O voto feminino foi conquistado em 1932 como resultado de uma longa mobilização pela cidadania. Noventa e quatro anos depois, precisar defender novamente esse direito deveria causar constrangimento coletivo.
Como pedagoga, reconheço o perigo: é quando um conhecimento conquistado — de forma difícil, custosa — começa a ser desconstruído como se nunca tivesse sido importante.
Felizmente, a maioria rejeita o retrocesso: pesquisa do Instituto Meio/Ideia mostrou que 60,6% dos entrevistados discordam da retirada desse direito. Ainda assim, o fato de 11,6% concordarem com a tese acende um sinal de alerta. 11,6% pode parecer pequeno, mas representa mais de 10 milhões de brasileiros questionando o direito básico de as mulheres participarem das decisões.
A reação institucional foi imediata. A bancada feminina da Câmara dos Deputados acionou a Procuradoria-Geral Eleitoral e o Tribunal Superior Eleitoral para apurar os episódios sob a perspectiva da violência política de gênero.
Como profissional de saúde, não consigo ver direitos fundamentais como tema de debate em rede social. Isso deveria ser uma linha vermelha institucional.
Mas talvez estejamos discutindo a pergunta errada. Enquanto a internet debate quem deveria votar, quase ninguém discute o que o voto decide: prioridades, orçamento e políticas públicas.
Na saúde, isso fica evidente. É o voto que escolhe quem administrará o SUS, quem amplia programas de vacinação e quem investe na atenção primária, mental e no cuidado aos idosos. Toda escolha eleitoral é uma escolha sobre como o Estado cuida das pessoas.
Quando uma UBS não consegue oferecer atendimento porque não há profissionais contratados, quando a agenda está com meses de espera, quando o atendimento a vítimas de violência é inadequado, ou quando um paciente espera meses por cirurgia, há um desafio de gestão. Mas há, antes, uma decisão política sobre orçamento e prioridades.
O voto não termina na urna.
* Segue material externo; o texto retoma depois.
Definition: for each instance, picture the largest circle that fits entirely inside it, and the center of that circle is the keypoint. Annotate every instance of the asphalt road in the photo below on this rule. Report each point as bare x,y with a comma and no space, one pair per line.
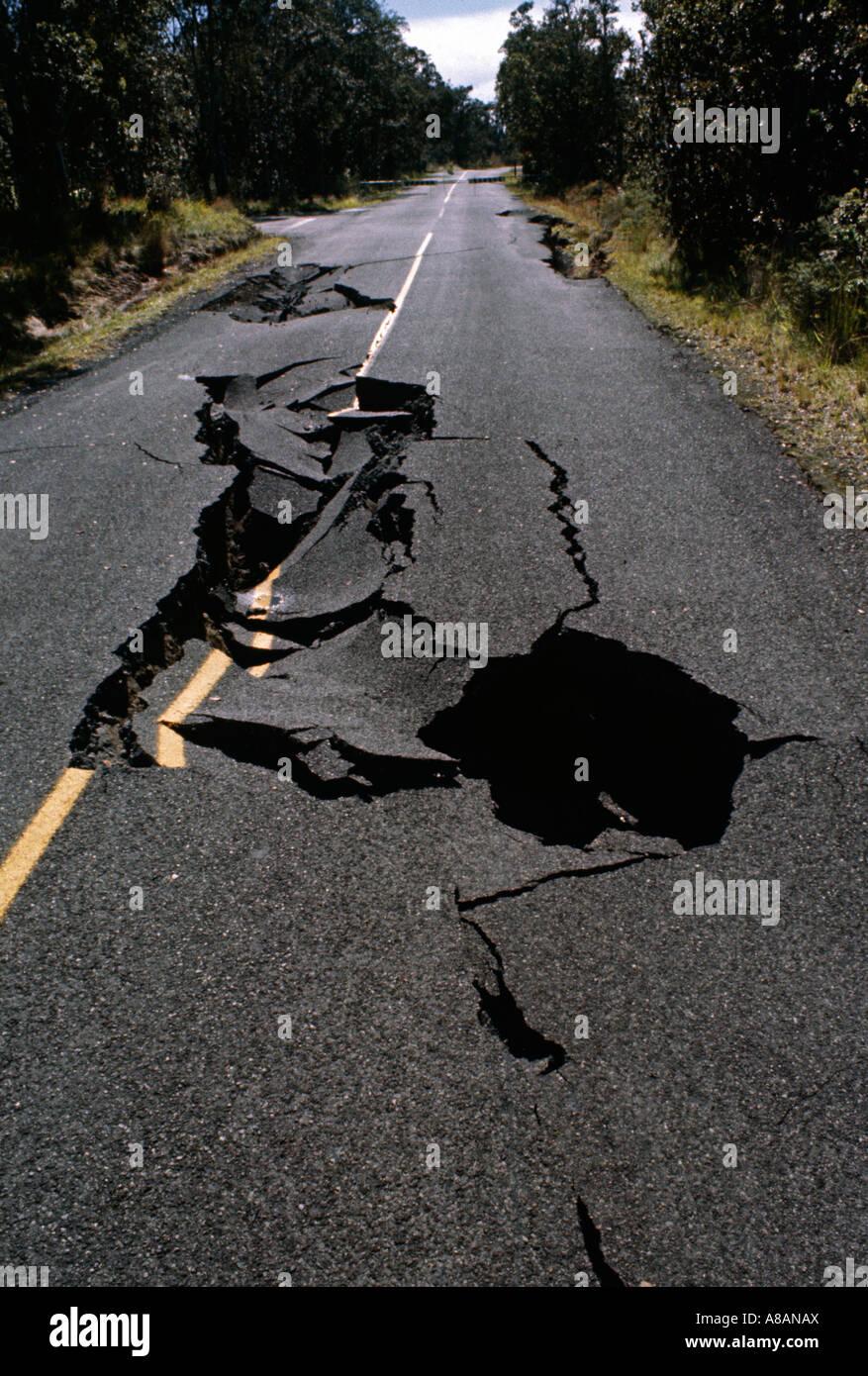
433,1112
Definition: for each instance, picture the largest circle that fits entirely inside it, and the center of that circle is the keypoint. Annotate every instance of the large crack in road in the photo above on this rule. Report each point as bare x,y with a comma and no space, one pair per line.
660,751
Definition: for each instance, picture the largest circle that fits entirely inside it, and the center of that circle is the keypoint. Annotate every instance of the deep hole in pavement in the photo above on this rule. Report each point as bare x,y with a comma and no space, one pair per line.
656,741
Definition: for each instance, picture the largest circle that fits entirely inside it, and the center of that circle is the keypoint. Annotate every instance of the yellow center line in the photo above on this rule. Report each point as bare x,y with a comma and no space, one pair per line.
39,833
35,838
261,602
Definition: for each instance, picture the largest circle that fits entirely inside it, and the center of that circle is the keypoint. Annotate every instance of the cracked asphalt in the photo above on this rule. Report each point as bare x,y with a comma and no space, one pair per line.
511,1061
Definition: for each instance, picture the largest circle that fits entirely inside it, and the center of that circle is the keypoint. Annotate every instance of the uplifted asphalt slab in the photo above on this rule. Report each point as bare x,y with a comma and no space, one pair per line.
390,983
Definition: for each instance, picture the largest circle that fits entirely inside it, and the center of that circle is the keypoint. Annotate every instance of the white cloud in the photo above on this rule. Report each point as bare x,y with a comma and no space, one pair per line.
464,47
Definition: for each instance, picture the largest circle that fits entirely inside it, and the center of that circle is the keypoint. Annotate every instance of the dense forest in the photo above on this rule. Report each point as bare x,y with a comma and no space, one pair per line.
581,101
270,99
268,102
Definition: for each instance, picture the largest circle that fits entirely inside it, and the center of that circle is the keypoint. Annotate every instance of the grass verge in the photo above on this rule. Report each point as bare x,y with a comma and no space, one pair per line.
58,314
818,408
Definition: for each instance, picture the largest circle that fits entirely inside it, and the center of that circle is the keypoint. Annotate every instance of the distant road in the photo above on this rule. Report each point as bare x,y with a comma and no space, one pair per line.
369,970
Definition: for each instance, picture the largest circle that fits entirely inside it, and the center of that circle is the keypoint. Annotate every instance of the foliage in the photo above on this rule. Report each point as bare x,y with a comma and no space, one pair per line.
560,94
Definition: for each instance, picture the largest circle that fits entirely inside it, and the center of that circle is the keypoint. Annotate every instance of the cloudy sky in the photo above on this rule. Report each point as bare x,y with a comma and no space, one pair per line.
462,36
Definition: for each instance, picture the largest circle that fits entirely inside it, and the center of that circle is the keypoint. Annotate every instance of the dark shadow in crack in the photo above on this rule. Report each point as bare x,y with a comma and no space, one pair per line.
662,750
344,772
590,1235
500,1012
286,293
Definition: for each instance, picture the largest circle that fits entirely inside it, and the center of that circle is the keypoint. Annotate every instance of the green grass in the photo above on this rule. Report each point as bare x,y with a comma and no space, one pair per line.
818,408
128,267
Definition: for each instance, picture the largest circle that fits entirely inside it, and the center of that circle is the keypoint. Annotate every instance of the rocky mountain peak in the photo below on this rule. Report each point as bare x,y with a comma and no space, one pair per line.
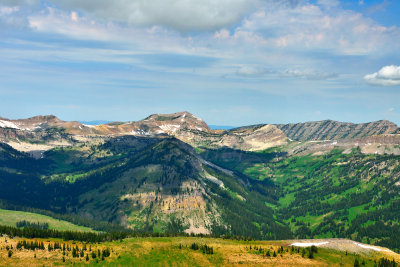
181,120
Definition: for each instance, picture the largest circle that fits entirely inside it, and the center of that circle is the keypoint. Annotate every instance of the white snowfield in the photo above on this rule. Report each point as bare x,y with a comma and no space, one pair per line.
309,244
370,247
8,124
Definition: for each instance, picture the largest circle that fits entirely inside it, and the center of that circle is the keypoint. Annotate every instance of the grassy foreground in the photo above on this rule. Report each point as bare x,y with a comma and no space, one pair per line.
175,251
11,217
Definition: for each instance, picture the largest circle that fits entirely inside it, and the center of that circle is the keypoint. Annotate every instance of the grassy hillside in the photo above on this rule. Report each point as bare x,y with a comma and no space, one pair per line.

Ele chega aos hospitais, às escolas, às unidades de saúde e à casa de milhões de brasileiros.
As mulheres representam 53% do eleitorado, são maioria entre profissionais da saúde e sustentam o cuidado nas famílias. Silenciar sua participação enfraquece a voz de quem conhece os impactos das políticas públicas.
Não é coincidência que temas como violência obstétrica e câncer de mama tenham avançado com mais mulheres em espaços de decisão — isso é representação.
Uma democracia não adoece quando as pessoas pensam diferente. Ela adoece quando convence parte da população de que algumas vozes valem menos.
Defender o voto feminino é defender um país capaz de cuidar da sua população. Ele não deve ser protegido porque pertence às mulheres, mas porque pertence à democracia.
Quando a democracia adoece, a saúde da sociedade adoece junto.
Thaís Rivera
Enfermeira, gestora em saúde, pedagoga e estudante de Ciência Política.
Fontes: Tribunal Superior Eleitoral (TSE); Constituição da República Federativa do Brasil de 1988; ONU Mulheres Brasil; Ministério da Saúde; Pesquisa Instituto Meio/Ideia (2026); manifestações públicas da Bancada Feminina da Câmara dos Deputados e atuação da Procuradoria-Geral Eleitoral relacionadas ao episódio.